Loading of the nfa now possible from an xml file.
[yaz-moved-to-github.git] / test / nfaxmltest1.c
index 38d48e3..754be3b 100644 (file)
@@ -1,7 +1,7 @@
 /*  Copyright (C) 2006, Index Data ApS
  *  See the file LICENSE for details.
  *
- *  $Id: nfaxmltest1.c,v 1.3 2006-07-06 13:10:31 heikki Exp $
+ *  $Id: nfaxmltest1.c,v 1.7 2006-07-14 13:06:38 heikki Exp $
  *
  */
 
 
 /** \brief  Test parsing of a minimal, valid xml string */
 void test1() {
-    char *xmlstr="<ruleset> "
-                 "<rule> "
-                 "  <fromstring>foo</fromstring> "
-                 "  <tostring>bar</tostring> "
-                 "</rule>"
-                 "</ruleset>";
-    yaz_nfa *nfa=yaz_nfa_parse_xml_memory(xmlstr);
+    char *xmlstr = "<ruleset> "
+                   "<rule> "
+                   "  <fromstring>foo</fromstring> "
+                   "  <tostring>bar</tostring> "
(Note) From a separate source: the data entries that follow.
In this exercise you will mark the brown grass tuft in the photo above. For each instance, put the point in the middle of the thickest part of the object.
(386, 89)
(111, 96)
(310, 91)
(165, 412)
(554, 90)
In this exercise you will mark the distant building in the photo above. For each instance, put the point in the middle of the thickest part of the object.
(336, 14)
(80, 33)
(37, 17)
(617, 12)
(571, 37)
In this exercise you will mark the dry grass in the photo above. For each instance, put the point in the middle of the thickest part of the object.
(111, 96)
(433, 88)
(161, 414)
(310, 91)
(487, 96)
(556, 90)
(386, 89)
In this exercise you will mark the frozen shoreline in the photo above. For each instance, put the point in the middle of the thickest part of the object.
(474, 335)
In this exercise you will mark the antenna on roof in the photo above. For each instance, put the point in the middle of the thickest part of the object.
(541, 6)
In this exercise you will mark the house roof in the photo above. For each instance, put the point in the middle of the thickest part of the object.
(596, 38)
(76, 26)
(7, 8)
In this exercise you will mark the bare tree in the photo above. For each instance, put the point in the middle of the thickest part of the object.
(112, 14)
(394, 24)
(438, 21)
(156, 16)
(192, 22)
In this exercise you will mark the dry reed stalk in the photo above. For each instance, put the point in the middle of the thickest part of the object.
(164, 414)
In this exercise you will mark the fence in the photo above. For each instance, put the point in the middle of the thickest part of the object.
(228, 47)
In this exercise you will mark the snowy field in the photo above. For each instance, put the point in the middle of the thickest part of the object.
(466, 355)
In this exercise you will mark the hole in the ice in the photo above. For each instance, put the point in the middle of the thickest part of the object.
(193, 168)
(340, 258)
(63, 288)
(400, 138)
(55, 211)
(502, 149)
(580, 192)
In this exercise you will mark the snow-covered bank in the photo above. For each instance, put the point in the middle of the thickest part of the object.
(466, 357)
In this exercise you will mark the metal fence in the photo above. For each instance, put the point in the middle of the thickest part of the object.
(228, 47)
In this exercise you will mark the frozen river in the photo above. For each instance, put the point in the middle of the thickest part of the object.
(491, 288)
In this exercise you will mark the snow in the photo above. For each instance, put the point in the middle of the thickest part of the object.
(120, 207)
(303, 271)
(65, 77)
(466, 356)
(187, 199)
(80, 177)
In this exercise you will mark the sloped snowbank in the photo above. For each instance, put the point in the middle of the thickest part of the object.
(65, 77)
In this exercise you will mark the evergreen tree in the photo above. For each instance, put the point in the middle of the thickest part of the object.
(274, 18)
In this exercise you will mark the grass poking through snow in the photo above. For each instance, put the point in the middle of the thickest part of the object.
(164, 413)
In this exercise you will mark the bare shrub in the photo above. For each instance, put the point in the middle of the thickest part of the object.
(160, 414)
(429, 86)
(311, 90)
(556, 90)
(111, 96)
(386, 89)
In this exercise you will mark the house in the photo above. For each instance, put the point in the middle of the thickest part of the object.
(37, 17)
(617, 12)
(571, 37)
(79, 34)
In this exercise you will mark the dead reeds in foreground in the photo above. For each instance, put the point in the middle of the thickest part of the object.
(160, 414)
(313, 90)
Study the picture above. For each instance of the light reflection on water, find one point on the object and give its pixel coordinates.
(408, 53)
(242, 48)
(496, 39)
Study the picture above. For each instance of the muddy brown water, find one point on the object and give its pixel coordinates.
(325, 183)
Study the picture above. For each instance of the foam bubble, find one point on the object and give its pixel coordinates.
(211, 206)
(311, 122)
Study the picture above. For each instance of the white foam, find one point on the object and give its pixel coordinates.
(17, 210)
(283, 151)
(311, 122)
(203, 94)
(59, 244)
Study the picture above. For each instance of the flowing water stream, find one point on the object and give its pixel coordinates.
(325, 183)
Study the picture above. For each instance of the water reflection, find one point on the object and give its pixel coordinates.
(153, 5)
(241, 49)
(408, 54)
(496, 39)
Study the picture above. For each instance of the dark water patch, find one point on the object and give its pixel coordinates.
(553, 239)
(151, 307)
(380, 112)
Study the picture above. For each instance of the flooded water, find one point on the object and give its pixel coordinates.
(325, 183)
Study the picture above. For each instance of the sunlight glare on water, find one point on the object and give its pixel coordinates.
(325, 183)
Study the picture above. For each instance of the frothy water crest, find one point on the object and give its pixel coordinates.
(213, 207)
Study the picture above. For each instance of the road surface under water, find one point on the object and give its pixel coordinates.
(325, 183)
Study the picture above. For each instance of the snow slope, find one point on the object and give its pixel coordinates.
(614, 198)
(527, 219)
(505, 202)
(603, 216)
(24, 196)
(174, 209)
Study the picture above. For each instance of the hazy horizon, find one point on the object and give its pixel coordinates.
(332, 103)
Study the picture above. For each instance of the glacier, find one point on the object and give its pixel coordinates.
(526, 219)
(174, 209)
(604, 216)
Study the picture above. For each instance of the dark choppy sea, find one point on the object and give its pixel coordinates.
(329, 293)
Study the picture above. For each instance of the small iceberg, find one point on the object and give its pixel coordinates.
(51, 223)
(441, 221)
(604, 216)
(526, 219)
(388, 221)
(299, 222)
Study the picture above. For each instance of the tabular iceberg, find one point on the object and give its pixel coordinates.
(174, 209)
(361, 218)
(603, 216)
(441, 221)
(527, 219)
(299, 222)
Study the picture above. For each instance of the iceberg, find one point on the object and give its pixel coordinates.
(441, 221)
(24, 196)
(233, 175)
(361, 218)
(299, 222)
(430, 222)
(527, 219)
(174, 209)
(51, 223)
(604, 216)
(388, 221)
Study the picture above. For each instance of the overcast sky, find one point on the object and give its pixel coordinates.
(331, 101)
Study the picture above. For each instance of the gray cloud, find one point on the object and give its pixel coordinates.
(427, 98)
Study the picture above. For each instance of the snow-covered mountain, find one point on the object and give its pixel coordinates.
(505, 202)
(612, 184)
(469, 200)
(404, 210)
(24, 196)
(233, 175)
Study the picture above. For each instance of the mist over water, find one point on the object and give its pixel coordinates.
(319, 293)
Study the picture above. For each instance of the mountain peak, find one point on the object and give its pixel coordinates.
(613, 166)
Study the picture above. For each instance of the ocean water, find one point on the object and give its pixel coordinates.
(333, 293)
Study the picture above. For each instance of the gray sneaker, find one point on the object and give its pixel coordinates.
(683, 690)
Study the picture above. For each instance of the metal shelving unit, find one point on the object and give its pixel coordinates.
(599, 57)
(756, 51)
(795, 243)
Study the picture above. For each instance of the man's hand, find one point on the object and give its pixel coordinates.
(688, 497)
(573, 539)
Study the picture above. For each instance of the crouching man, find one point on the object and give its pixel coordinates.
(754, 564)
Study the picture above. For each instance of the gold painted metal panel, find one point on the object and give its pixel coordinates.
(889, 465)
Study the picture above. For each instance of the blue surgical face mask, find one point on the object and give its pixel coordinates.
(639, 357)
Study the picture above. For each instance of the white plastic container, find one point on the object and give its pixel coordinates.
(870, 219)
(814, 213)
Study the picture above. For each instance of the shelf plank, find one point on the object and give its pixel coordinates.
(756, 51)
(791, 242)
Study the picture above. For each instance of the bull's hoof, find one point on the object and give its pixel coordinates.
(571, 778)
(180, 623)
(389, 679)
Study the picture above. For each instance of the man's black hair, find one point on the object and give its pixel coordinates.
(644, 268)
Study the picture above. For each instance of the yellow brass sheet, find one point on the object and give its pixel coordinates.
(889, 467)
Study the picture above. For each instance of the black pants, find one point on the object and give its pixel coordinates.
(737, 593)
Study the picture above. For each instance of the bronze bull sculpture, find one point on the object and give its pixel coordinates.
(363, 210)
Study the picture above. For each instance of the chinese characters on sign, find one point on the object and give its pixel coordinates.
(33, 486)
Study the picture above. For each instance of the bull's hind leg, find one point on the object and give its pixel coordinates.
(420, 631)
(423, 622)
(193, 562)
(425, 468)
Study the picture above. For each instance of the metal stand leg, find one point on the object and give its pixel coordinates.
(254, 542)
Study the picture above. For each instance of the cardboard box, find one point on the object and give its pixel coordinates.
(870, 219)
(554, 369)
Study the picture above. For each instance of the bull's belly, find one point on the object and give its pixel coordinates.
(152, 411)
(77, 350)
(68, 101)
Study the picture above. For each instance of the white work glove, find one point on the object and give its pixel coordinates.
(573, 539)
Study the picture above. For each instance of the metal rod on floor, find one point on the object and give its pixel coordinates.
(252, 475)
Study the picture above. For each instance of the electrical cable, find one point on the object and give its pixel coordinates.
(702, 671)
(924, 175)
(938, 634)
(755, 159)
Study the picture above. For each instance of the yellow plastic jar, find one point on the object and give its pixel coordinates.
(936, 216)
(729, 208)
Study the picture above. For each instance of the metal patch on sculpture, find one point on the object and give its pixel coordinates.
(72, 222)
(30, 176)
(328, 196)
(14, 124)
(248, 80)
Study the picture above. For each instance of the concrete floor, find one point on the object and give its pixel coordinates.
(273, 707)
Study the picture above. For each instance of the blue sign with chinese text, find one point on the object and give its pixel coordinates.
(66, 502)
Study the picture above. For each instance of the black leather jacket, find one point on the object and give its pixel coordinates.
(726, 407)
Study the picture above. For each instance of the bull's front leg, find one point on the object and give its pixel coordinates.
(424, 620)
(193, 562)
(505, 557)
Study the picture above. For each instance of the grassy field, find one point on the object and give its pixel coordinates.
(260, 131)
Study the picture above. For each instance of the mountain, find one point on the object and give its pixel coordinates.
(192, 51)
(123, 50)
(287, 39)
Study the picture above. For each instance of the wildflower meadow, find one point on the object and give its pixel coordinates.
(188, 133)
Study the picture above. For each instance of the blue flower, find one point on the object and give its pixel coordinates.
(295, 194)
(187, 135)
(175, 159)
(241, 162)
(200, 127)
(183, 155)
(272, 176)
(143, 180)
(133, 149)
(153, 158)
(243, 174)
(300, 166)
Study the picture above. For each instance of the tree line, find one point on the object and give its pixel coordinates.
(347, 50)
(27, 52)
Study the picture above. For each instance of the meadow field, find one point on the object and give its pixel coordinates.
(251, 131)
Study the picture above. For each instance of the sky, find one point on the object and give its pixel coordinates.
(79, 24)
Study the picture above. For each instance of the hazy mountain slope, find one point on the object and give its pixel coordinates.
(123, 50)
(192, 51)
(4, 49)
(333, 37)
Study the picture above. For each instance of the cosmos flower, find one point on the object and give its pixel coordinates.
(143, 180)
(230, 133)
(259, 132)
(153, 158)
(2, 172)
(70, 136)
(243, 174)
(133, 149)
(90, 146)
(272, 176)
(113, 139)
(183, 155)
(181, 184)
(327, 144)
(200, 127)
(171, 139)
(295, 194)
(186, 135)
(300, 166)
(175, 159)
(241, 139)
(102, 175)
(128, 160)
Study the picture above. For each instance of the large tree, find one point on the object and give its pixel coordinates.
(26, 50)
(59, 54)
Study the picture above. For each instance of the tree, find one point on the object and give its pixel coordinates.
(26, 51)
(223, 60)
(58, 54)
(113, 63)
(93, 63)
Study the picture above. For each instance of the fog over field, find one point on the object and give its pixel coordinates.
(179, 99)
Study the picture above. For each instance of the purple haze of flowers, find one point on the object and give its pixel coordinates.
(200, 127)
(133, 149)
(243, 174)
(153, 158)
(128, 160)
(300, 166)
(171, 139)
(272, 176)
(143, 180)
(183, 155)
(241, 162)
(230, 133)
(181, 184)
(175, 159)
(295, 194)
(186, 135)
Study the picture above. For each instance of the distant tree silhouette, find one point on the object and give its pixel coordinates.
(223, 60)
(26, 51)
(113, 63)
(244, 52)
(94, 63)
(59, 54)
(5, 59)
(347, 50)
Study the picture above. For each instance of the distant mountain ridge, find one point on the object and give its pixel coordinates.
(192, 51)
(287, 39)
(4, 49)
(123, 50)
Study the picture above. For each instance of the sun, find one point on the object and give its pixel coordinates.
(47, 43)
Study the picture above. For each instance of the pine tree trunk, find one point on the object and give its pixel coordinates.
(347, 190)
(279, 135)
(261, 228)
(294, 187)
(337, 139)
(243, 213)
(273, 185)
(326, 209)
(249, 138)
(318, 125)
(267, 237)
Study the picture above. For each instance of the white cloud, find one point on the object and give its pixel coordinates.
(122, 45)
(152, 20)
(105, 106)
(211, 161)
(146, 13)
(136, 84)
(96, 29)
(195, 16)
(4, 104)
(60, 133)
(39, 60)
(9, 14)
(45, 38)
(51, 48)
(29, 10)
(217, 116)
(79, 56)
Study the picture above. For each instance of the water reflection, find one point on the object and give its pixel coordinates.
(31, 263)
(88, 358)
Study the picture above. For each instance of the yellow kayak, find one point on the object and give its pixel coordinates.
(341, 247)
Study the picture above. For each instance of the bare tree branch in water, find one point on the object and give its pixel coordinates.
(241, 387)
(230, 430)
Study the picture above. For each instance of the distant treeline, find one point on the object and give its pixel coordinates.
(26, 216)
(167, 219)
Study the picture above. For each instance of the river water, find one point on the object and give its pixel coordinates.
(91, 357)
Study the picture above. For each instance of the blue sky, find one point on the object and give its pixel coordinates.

+                   "</rule>"
+                   "</ruleset>";
+    yaz_nfa *nfa = yaz_nfa_parse_xml_memory(xmlstr,"test1");
     YAZ_CHECK(nfa);
+    yaz_nfa_destroy(nfa);
 }
 
 
-
 /** \brief  Test parsing of a minimal, invalid xml string */
 void test2() {
-    char *xmlstr="<ruleset> "
-                 "<rule> "
-                 "  <fromstring>foo</fromstring> "
-                 "  <tostring>bar</tostring> "
-                 "</rule>";
+    yaz_nfa *nfa;
+    char *xmlstr = "<ruleset> "
+                   "<rule> "
+                   "  <fromstring>foo</fromstring> "
+                   "  <tostring>bar</tostring> "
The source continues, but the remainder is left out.